Instructions on how to Install from RPM.
http://www.tuxfiles.org/linuxhelp/rpminstall.html

Got that from Googling 'how to uninstall RPM'

How to uninstall software from Linux.
Depends on how you installed it.
rpm -e software
if you use rpms.

If you're using apt-get, try 
apt-get remove software

But that was posted a long time ago so you probably won't read this. lol.


----------



## richardfj

I am not, by any stretch of the imagination, computer literate,rather too old and long in the tooth to learn new disciplines,however I am interested enough to have realized that the major opperating system out there sucks.For a while now I have been running a duel boot,xp v ubuntu,but have now decided to bite the bullet and run ubuntu exclusively.I am sure that there are many more people out there who would do the same but for one thing,geek speak!
Now dont get me wrong,two of my sons are a bit geeky and they talk a language which is beyond grasp,but I still love them,sometimes.My point is that I would be much more comfortable with Linux if I could understand the the instructions for simple things such as installing software,as it is I have had endless attempts at installing a dvd player for example,with no success,or perhaps I should say I can install it but it wont work.I seem to get conflicting advice from the various 'experts' and will probably give up on it soon,after all I do have a dvd player built for purpose.
So you tech guys out there please remember that not all computer users are as clever as you and try to help us ordinary folk by dumbing down a bit and occasionaly using plain language,as found in the opening item in this forum.


----------



## tomdkat

rob.rice said:


> well one important thing was left out
> always always right after untaring the archive read the README file


I second this along with reading a file called "INSTALL" or "install.txt" which should have a step-by-step installation procedure for the app being built.

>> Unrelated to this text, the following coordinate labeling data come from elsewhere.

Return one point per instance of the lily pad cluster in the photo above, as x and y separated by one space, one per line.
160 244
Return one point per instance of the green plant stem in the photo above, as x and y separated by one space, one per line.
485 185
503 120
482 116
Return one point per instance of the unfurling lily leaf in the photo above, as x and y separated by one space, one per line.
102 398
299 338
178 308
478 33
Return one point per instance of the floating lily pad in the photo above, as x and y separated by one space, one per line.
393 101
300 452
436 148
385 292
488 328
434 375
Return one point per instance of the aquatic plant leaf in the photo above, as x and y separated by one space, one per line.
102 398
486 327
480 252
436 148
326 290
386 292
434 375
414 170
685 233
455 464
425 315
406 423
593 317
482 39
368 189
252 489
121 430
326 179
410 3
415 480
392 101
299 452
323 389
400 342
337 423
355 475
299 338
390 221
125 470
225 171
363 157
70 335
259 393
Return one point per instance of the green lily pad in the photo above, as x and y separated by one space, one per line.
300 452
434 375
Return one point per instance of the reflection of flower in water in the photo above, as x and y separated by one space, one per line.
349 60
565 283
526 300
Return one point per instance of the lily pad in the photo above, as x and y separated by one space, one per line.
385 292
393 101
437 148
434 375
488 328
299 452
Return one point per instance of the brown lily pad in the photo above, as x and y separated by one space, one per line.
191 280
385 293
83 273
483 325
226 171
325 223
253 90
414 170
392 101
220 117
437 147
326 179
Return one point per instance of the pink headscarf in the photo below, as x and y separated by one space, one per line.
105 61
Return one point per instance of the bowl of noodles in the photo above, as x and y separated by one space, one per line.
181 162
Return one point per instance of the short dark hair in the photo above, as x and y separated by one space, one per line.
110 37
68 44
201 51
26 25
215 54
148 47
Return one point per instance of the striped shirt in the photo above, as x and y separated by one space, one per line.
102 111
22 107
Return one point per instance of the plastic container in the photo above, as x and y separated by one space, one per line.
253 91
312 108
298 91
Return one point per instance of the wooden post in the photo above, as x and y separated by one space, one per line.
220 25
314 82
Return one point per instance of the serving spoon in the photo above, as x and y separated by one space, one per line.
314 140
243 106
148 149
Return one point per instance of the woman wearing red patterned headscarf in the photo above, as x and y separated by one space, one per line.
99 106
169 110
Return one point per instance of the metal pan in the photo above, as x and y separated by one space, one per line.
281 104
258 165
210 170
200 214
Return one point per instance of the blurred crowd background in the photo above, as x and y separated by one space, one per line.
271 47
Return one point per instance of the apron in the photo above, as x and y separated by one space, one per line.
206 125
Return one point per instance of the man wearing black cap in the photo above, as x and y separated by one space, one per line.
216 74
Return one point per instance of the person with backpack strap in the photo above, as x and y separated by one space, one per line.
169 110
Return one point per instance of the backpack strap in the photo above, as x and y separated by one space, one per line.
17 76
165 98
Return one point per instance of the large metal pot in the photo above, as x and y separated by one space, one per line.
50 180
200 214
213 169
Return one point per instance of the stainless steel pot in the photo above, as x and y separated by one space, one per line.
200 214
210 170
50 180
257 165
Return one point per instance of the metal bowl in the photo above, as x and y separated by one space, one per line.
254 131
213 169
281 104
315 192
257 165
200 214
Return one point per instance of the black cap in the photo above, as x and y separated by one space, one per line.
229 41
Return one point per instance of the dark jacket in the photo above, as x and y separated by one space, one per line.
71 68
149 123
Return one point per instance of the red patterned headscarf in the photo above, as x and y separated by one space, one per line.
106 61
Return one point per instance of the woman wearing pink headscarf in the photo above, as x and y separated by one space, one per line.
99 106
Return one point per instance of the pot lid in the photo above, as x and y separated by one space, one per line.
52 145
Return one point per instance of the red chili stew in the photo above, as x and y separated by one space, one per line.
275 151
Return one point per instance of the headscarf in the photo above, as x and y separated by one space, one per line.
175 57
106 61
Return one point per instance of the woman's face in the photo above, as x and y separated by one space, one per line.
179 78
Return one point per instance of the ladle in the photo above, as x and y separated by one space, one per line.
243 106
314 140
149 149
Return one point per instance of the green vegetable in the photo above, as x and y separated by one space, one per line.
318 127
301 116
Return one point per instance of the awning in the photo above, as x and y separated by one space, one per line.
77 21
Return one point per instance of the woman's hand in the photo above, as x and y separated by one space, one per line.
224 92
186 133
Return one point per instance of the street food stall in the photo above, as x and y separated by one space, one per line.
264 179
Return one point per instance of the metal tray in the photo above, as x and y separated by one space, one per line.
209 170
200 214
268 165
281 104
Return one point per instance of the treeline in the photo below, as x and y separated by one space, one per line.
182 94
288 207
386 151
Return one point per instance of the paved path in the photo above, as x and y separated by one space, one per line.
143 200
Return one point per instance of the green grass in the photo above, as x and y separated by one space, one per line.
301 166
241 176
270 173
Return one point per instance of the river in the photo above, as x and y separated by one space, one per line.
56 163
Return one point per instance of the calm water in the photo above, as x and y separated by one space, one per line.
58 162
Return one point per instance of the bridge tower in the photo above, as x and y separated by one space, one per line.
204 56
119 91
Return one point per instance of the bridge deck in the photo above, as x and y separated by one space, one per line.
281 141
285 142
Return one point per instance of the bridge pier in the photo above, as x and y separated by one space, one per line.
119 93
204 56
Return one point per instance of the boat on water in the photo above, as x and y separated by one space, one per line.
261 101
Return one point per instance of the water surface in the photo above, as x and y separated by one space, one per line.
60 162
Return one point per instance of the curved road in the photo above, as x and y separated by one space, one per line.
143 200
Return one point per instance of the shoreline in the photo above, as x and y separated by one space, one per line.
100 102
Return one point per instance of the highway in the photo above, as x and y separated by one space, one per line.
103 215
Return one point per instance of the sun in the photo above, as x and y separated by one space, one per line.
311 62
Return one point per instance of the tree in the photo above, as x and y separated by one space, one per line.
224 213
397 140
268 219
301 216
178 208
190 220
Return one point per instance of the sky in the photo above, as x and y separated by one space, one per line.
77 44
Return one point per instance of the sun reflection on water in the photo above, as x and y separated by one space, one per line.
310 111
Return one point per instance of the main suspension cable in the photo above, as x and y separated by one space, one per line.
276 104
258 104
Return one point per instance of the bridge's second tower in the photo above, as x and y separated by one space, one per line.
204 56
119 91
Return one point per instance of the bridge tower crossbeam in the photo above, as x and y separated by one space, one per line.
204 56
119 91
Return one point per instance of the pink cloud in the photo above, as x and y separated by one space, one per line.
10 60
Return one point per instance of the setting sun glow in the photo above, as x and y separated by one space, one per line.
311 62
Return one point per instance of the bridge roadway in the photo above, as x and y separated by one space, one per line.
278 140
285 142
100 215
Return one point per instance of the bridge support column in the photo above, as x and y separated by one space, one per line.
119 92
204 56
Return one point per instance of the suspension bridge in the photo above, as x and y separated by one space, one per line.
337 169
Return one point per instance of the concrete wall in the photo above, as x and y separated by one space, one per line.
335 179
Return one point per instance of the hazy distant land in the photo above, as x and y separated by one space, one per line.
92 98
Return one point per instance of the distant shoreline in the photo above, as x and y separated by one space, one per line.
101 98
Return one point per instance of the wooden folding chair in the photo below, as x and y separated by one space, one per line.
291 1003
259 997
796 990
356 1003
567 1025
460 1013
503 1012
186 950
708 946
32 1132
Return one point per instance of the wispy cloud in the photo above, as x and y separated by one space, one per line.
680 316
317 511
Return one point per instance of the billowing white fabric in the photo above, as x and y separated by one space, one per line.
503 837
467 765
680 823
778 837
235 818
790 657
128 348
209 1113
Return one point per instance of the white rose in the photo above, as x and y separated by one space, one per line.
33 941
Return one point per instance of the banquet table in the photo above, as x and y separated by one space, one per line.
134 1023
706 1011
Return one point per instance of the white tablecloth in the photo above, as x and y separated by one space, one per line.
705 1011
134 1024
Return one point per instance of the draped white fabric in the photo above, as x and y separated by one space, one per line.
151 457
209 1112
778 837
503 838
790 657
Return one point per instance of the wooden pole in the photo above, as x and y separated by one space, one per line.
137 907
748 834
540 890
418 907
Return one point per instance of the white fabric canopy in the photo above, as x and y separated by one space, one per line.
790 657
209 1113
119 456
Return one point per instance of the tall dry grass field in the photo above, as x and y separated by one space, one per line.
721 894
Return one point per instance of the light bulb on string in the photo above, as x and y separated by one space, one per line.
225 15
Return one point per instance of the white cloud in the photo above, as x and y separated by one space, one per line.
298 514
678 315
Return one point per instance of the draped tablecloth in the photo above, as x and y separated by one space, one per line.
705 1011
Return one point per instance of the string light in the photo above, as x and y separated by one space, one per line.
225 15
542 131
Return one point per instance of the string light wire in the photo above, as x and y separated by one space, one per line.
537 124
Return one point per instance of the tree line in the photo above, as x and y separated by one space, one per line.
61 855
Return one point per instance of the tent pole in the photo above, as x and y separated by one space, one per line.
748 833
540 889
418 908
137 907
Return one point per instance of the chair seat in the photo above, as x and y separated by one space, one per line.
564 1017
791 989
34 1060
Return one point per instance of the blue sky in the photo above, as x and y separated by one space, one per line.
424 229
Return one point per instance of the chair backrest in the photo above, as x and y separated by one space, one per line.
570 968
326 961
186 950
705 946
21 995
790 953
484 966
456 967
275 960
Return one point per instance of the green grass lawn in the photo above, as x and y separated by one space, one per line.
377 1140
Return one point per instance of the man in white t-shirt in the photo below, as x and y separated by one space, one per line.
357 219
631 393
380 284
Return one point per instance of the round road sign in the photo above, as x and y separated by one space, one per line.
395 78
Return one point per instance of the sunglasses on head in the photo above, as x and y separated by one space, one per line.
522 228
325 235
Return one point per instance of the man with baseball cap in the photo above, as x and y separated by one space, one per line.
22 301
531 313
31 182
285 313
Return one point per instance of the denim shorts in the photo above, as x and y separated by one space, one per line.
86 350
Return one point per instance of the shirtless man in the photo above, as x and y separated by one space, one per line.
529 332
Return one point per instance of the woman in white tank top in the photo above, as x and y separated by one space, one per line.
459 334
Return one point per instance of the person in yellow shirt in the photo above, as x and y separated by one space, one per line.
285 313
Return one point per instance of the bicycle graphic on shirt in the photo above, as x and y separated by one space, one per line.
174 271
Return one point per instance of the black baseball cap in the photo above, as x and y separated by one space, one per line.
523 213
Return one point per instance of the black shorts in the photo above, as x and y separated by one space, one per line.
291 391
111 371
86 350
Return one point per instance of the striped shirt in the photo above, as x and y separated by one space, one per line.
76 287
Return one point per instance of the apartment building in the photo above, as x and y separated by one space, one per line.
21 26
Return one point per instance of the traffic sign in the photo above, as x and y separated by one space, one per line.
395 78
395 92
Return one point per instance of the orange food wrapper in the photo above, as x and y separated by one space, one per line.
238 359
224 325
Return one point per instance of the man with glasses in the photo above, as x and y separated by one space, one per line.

"make test", "make tests" or "make check" should also be used to make sure the app just built actually works. Some apps have test that come with the tarball and some don't.

So, when I install an app (like the Pidgin 2.1.1 upgrade I installed last night), I usually do this:

$ tar zxf [app-version-tarball].tar.gz
$ cd [app-version-dir]
$ more README
$ more INSTALL
$ ./configure [options, if necessary]
$ time make (so I can see long it took to build)
$ make test (or make tests or make check)
$ su
# make install
# exit
$ exit

This is on my 64-bit Ubuntu Feisty Fawn Linux system at home. 

Peace...


----------



## varaahan

Simple! Delete the concerned program folder !
The command is (as root) :
rm -rf <path_to_program_folder>


----------



## varaahan

As root user execute the "rm -rf <program folder> " command.


----------